We often receive requests to install the Open PHACTS system on a local server. At present we do not have a "simple" mechanism to do this - it is something we are hoping to generate in the future. In the meantime, the options are outlined below.
Before we get started... A note on architecture
The Open PHACTS architecture is shown here. It is important to note that the system is not just a triple store. Of course, a significant amount of data (>2 billion triples and increasing) is loaded into the Virtuoso triple store. However, the mappings between different database identifiers are not stored here. Mappings are held in a separate system called the Identifier Mapping Service (IMS) and delivered through a web service. A software component known as the workflow engine (implemented in the Open PHACTS version of Puelia) queries the IMS at query-time and injects mappings into the sparql query, which is then executed. This means that there are no database cross-references held in the triple store and to join the data you need the IMS web service component also. Thus,
- If you wish to install & query the Open PHACTS data locally, you need a minimum of the cache (triple store), the IMS and the workflow engine
- Or you need to implement your own methodology for performing the mapping (e.g. by downloading the mappings separately and inserting them in the triple store).
If you are interested in benchmarking it may be more helpful to see the paper On the Formulation of Performant SPARQL Queries, which provides links to a dataset similar to those used in Open PHACTS and corresponding queries to those used for Open PHACTS.

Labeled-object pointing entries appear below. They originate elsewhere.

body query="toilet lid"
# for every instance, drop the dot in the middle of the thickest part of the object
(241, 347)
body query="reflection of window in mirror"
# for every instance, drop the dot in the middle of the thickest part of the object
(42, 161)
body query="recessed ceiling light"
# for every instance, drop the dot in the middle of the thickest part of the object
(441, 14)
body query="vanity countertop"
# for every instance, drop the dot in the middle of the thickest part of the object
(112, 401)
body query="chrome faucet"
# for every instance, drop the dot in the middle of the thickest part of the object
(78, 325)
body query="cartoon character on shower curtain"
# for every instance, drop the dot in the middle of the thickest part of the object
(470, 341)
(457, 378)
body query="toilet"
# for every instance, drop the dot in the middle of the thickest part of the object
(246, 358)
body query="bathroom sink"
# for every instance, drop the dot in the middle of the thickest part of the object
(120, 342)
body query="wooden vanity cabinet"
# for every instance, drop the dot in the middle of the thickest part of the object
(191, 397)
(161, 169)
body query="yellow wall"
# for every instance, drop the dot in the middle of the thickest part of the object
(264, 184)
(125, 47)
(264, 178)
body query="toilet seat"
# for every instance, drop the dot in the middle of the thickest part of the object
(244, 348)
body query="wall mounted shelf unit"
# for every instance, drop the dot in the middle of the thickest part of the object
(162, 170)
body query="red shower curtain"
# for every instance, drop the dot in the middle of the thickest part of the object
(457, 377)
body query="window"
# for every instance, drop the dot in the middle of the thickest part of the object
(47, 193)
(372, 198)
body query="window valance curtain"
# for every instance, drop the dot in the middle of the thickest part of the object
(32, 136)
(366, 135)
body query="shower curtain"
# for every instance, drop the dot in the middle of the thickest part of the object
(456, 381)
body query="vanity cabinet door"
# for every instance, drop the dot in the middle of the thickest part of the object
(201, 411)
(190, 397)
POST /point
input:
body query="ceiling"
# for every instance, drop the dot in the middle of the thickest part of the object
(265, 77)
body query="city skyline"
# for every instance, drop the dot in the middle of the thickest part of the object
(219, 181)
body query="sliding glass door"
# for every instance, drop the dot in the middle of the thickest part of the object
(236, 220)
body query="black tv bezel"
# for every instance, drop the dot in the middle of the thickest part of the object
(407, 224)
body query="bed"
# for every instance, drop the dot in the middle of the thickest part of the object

- Obtain a "clone" of the system from our hosting provider. They will copy the entire instance as VM ready for your use. This is the simplest method but comes with a significant cost
- Download the software and data from our github repository. Unfortunately installing the system can be complex and we are unable to offer support to installing it locally at present
- Download the data via our API and load these into your own triple store. Much of our data has gone through extensive processing and represents a valuable resource for data mining.
- Let us know! The more people that want an installable package, the higher up the priority list we can push it.